INTERVIEW IN THE SUNDAY EXPRESS
21ST NOVEMBER 1999
 
 
 

I've barely walked into the room before Michael Ball is offering me tea from an expensive looking pot.  We're in an ornate faux-Georgian drawing room in an exclusive Mayfair Club - not quite the image that goes with Ball's boy-next-door chumminess.  "Oh the PR Company chose this", he chuckles.  "I'd be just as happy outside".  At 37, the singer has much to be happy about.
 

Since making his name in a string of West-End blockbusters - Les Miserables, Phantom of the Opera, Aspects of Love - he has released seven gold albums, hosted an array of Television Shows and sold more than two million records since 1991 - not including the new one, which is in the Top 20 and expected to go into the Top 10.  In addition to all that, his new video, Live At The Royal Albert Hall, also shot straight to the top of the charts.
 

Despite it all, Ball says he is still susceptible to stage fright.  "Not as badly as I used to be, but I get very nervous when it is something new".  "When I did the opening ceremony for the Rugby World Cup I was really hyped up.  I am Welsh and you just want to show that you are one of them and make everybody proud".  It worked.  He says: "After the game we were walking back from the Stadium, which was teeming with very drunk Welshmen.  Everyone was just so happy and when they saw me it was like 'Mike! Oh my God you were so good!  We are so proud of you!  Come and kiss my wife!'"
 

He clearly values this accessibility to fans.  "I like to have as much of a rapport as I can", he says.  "I don't cut myself off, because I feel safe to do that.  I've got incredibly loyal fans.  You get camaraderie between people who wouldn't necessarily have met who have now become best mates, people who travel all over the world.  They have a surrogate family and I'm the catalyst for that.  And," he adds insistently, "it's really healthy".
 

Is there a danger that devotion can turn into obsession?
 

"You get people who are way out there of course."  Ball picks his words carefully before adding:  "You don't sneer at people like that.  You have to think why are they like that.  What's happening in their lives that you've become such a focus.  "I mean it is odd.  I couldn't imagine my life being empty enough - well not empty, but unhappy enough - to want to focus it on an area that I really don't have any contact with".

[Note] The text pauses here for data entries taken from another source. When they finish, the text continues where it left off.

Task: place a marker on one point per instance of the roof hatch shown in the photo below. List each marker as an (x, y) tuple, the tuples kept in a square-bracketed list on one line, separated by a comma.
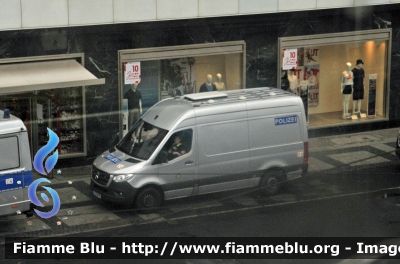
[(205, 96)]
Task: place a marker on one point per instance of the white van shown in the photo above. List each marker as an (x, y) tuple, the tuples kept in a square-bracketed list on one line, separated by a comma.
[(15, 166), (204, 143)]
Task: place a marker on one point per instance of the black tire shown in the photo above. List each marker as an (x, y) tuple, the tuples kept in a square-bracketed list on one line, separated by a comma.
[(148, 200), (271, 182)]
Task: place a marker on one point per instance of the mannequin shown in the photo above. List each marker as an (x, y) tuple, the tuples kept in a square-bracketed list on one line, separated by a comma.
[(219, 84), (179, 80), (134, 104), (293, 83), (346, 88), (358, 94), (208, 86)]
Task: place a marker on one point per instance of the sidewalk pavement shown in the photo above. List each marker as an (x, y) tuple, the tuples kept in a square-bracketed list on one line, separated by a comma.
[(331, 154)]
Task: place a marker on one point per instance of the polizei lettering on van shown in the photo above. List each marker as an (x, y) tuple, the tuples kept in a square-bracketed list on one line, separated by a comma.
[(285, 120)]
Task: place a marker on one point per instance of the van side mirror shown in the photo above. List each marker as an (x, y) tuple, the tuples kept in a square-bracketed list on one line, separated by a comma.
[(162, 157)]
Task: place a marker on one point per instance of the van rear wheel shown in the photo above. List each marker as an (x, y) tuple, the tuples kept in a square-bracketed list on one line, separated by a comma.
[(271, 182), (148, 200)]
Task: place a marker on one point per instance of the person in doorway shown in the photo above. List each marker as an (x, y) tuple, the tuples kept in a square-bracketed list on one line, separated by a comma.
[(219, 84), (179, 81), (358, 93), (134, 104), (177, 149), (208, 86), (284, 81), (293, 82), (312, 80), (346, 88)]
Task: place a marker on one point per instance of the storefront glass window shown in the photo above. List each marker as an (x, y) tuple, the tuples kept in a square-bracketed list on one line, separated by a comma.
[(340, 83), (146, 81)]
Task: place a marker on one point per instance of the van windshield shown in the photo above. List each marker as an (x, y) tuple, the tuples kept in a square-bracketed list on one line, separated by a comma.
[(141, 140)]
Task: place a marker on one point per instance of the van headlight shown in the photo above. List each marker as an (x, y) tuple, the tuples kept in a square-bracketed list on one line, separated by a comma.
[(122, 177)]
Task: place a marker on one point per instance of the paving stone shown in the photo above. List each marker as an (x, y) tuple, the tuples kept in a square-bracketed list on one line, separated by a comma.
[(318, 165), (85, 215)]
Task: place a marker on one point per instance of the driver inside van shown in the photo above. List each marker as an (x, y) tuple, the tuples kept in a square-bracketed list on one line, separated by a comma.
[(177, 149)]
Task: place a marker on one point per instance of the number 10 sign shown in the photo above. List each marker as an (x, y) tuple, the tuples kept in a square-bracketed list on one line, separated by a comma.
[(132, 72), (289, 59)]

Ball's new video contains some footage which gives a glimpse of his life out of the spotlight - albeit a selective one.  "The video is truthful", he insists, "but there are times on tour when you're feeling terrible.  People don't want to know that - your job is to take people away from that.  You don't want to go on and say:  'Look, I've had a really crap day, and I don't feel like singing this song, let's have a talk about it'.  They'd say: 'Well, no, let's not.  Let's you get on with entertaining me, please'."
 

Ball is now trying to branch out:  the video features his first original work as a songwriter, a number called Someone Else's Dream.  He has previously shied away from writing.  "I don't read music and I don't play an instrument," he admits.  "If I sat at a piano or got a guitar in my hand, I'd like to be that boy genius who can sit there and just go:  'It's been a hard day's night ...'  But to think you've got to sit there and practise your scales and get your left hand to do what your right's doing - I haven't a clue."
 

It was Irish singer-songwriter Brian Kennedy who persuaded him to make the effort.  "We sat in the studio and he said: 'Think of something, just think of a hook.'  And there's one phrase that I remember from when I was growing up, which was 'to dream the person you'd like to be is to waste the person you are' - all pretty New Age rubbish," he concedes bashfully, "but it does work.  And it just started coming out, all these ideas and words and the shape of a song, and he showed me how chords could fit together, and since then I just haven't stopped."
 

Another original is on the Christmas album, but Ball isn't planning to make a career of it.  "I'm not going to be a singer-songwriter," he insists:  "All I hope is that if I do write things, they don't stand out as being a pile of junk."
 

He needn't worry - as far as Ball's legion of fans are concerned, he can do no wrong.